President Barack Obama touted natural gas use in his Democratic National Convention speech last night. And that’s something of an about-face from four years ago.
When Obama ran for office in 2008, green energy was a major part of his platform. He pledged to create 5 million jobs by broadening America’s reliance on solar, wind and other alternative-energy sources. A record $90 billion of his 2009 stimulus plan was spent on clean energy. Fossil fuels – and all the unsavory carbon emissions they produce – would soon become a thing of the past, he vowed.
Now a fossil fuel has become a major part of his re-election platform.
In case you missed it, here is exactly what President Obama said last night:
“We’re offering a better path, a future where we keep investing in wind and solar and clean coal; where farmers and scientists harness new biofuels to power our cars and trucks; where construction workers build homes and factories that waste less energy; where — where we develop a hundred year supply of natural gas that’s right beneath our feet.
“If you choose this path, we can cut our oil imports in half by 2020 and support more than 600,000 new jobs in natural gas alone.”
Whether this qualifies as a true policy change is debatable. After all, Obama is still pushing solar and wind as alternatives to foreign oil. So perhaps the president’s recent natural gas push is more a shift in focus than a change in energy policy.
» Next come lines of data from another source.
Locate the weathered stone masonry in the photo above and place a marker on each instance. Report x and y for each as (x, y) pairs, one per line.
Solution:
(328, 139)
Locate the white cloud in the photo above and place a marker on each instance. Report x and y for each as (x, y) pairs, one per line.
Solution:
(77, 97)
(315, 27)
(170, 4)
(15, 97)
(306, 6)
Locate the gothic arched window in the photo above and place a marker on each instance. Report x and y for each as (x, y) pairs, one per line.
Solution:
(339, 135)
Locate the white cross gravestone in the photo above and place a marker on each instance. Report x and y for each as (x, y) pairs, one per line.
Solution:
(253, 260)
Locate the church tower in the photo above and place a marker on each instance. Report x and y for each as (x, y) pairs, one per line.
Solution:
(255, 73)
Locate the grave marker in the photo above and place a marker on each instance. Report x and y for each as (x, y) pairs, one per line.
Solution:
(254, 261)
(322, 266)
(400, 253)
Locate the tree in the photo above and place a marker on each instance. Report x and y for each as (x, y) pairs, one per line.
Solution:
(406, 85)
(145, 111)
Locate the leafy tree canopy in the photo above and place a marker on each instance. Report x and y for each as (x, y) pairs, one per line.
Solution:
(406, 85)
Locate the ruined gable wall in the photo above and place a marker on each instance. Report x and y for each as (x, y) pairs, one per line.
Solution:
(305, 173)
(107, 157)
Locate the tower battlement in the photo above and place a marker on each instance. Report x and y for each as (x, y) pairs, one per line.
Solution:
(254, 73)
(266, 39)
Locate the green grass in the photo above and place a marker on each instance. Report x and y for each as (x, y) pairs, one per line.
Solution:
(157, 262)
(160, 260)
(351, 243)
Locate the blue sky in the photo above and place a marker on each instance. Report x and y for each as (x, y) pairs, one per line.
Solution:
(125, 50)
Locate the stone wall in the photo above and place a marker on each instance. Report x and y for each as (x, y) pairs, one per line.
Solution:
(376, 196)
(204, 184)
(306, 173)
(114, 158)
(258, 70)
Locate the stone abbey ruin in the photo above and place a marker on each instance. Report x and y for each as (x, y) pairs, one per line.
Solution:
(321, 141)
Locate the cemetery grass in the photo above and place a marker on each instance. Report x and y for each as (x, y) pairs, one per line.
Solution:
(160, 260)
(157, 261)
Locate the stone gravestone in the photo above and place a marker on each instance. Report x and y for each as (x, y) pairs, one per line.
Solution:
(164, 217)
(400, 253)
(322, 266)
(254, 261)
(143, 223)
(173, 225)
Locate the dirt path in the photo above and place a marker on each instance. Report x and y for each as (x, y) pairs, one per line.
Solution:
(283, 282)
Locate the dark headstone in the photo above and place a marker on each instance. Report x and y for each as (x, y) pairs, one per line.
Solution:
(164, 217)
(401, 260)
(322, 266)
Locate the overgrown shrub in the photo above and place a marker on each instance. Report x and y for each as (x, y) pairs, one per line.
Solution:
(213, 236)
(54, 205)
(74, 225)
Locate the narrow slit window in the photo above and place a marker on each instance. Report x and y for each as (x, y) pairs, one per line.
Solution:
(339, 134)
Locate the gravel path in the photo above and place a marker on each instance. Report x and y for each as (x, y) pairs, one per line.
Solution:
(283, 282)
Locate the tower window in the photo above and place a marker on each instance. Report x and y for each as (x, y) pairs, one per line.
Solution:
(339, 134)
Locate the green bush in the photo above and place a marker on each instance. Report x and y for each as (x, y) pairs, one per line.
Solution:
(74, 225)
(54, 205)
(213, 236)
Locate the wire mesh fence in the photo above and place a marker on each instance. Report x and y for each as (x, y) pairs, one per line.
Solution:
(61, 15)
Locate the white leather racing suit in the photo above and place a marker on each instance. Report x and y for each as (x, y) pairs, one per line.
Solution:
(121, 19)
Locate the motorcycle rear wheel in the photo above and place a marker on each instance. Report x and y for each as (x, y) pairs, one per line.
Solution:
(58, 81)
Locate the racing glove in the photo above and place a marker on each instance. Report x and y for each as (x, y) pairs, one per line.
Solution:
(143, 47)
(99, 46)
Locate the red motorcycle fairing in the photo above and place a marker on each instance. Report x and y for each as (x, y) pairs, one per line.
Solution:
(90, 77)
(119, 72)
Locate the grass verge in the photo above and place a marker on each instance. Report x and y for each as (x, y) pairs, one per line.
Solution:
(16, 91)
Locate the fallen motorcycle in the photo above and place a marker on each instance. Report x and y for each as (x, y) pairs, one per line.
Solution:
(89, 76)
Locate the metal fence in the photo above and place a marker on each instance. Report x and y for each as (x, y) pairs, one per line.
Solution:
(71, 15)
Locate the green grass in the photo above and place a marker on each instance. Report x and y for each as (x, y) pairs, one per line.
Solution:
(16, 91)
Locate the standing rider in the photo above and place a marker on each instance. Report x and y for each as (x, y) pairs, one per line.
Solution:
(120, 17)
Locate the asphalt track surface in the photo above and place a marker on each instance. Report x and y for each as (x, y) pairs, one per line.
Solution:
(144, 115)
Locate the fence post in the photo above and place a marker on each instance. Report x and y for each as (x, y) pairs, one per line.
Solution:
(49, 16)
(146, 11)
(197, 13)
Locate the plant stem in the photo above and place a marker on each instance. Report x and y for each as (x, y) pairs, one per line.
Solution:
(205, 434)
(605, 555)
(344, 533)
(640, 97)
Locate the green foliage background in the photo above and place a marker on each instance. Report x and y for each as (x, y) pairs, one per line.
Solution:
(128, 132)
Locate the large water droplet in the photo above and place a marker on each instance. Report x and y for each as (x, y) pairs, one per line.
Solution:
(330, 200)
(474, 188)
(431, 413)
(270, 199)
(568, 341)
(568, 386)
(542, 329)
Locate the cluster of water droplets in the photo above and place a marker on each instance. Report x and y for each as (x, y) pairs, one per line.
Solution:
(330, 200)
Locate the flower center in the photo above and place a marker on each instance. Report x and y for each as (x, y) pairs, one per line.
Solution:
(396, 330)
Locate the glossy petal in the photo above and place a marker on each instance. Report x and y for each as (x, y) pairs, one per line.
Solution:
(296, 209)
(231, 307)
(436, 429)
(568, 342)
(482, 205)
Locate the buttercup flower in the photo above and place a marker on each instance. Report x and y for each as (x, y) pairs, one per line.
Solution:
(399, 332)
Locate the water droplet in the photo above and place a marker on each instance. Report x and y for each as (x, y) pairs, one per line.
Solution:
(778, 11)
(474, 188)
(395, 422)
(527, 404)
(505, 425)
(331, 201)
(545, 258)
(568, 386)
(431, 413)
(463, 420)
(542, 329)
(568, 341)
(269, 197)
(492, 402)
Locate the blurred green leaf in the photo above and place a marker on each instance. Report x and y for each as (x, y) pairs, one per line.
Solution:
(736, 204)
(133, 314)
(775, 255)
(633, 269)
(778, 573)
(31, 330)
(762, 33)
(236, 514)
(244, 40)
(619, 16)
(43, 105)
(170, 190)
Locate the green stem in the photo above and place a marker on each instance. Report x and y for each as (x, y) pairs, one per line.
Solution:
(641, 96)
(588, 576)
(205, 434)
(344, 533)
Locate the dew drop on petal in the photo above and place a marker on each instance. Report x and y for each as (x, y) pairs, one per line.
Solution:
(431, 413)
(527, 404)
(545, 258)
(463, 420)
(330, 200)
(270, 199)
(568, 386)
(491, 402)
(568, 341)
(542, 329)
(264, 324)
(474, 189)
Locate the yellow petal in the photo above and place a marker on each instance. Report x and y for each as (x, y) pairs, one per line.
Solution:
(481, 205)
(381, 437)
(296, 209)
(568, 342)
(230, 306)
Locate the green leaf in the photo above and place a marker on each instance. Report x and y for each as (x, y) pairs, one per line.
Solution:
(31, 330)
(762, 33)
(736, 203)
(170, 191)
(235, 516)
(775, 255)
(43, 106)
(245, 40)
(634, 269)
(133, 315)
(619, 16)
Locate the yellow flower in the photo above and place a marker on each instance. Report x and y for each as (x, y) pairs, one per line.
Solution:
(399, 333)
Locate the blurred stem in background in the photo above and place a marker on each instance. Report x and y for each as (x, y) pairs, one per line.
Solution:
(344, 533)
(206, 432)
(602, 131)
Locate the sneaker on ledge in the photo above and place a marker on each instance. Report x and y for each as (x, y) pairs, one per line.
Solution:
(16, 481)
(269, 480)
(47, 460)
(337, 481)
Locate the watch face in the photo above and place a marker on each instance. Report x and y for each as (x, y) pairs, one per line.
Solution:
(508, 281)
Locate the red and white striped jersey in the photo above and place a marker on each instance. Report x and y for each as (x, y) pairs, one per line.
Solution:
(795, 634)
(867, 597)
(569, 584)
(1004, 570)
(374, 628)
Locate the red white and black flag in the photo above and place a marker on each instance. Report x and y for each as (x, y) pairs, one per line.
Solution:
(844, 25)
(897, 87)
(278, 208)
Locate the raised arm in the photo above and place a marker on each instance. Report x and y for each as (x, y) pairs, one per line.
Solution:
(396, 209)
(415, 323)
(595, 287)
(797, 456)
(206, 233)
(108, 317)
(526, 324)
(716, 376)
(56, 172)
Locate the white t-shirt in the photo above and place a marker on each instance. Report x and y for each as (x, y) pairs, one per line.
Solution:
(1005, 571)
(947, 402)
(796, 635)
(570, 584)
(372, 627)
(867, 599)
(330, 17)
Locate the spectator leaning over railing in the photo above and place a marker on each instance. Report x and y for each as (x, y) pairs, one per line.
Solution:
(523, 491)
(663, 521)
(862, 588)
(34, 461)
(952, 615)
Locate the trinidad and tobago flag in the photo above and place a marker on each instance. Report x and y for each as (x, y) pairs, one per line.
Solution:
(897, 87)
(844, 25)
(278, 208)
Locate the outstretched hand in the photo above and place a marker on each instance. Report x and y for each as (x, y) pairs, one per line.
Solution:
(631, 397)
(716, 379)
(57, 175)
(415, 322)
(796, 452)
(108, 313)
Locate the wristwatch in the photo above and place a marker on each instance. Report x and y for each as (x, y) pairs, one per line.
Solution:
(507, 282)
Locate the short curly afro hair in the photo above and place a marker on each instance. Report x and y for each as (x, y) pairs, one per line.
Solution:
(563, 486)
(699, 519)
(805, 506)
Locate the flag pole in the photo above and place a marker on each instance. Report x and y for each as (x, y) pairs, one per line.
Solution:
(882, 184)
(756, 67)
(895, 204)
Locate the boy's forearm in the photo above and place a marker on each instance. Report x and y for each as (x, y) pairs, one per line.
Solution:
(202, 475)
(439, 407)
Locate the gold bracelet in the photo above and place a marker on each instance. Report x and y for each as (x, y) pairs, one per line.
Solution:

But that’s beside the point.
The point is – Obama is now making natural gas a top priority. His opponent in the upcoming election, Mitt Romney, is also a big natural gas fan. While the plan Romney outlined last month is more fossil fuel reliant than President Obama’s, it does aim to greatly increase natural gas production so that North America can achieve energy independence by 2020.
So Romney and Obama are both heavily promoting natural gas usage. That means that regardless of how November’s election turns out, natural gas will benefit – at least if the winner actually sticks to his word.
It’s yet another reason to invest in natural gas now.
We’ve been touting natural gas for months, saying it was time to buy when prices for the fossil fuel hit a 10-year low back in April. Since then, natural gas has started to make a quiet comeback.
Now both presidential candidates are vowing to increase America’s natural gas usage in the coming years. And that can only be good news if you’re a nat-gas investor. The more we rely on the fossil fuel, the more expensive it will become.
Better get in on natural gas now before it’s too late – or before Obama changes his mind again.